Solaris Oilfield Infrastructure, Inc. manufactures and provides its mobile proppant management systems that unload, store and deliver proppant at oil and natural gas well sites. The Company offers its services to oil and natural gas exploration and production (E&P) companies, as well as oilfield service companies. Its mobile proppant system is designed to address the challenges associated with transferring large quantities of proppant to the well site, including the cost and management of last mile logistics. Its systems provide 2.5 million pounds of proppant storage capacity. The Company manufactures its systems at its facility in Early, Texas, The Company’s system provides Streamlined last mile logistics and Improved execution to meet completion designs. Its systems provide triple the storage capacity, such as trailer-mounted, hydraulically powered storage bins. Its integrated PropView system delivers real-time proppant inventory and consumption levels.

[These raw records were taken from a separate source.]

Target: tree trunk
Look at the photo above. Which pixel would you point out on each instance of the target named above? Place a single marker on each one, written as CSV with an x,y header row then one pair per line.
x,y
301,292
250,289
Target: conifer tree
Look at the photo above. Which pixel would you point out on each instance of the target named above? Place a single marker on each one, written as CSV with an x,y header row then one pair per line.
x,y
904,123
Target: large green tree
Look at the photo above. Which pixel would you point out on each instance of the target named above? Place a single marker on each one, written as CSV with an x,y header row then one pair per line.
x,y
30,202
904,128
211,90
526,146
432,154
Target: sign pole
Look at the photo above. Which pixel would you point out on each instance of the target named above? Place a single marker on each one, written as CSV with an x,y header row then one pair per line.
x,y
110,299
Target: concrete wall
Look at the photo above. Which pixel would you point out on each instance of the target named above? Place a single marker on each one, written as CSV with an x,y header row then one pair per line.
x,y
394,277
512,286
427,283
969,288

Emerge Energy Services Company Profile

Emerge Energy Services LP owns, operates, acquires and develops a portfolio of energy service assets. The Company operates through Sand segment. The Company conducts its Sand operations through its subsidiary, Superior Silica Sands LLC (SSS). The Company’s Sand business mines, processes and distributes silica sand, an input for the hydraulic fracturing of oil and gas wells. As of December 31, 2016, its Wisconsin facilities consisted of three dry plants located in Arland, Barron and New Auburn, Wisconsin, with a total permitted capacity of 6.3 million finished tons per year, and five wet plants and mine complexes. As of December 31, 2016, its dry plant in Kosse, Texas, had a capacity of 600,000 tons per year that is supplied by a separate mine and wet plant that processes local Texas sand. As of December 31, 2016, the Company also had 14 transload facilities located throughout North America in the basins where it delivers its sand, as well as a fleet of 5,573 railcars.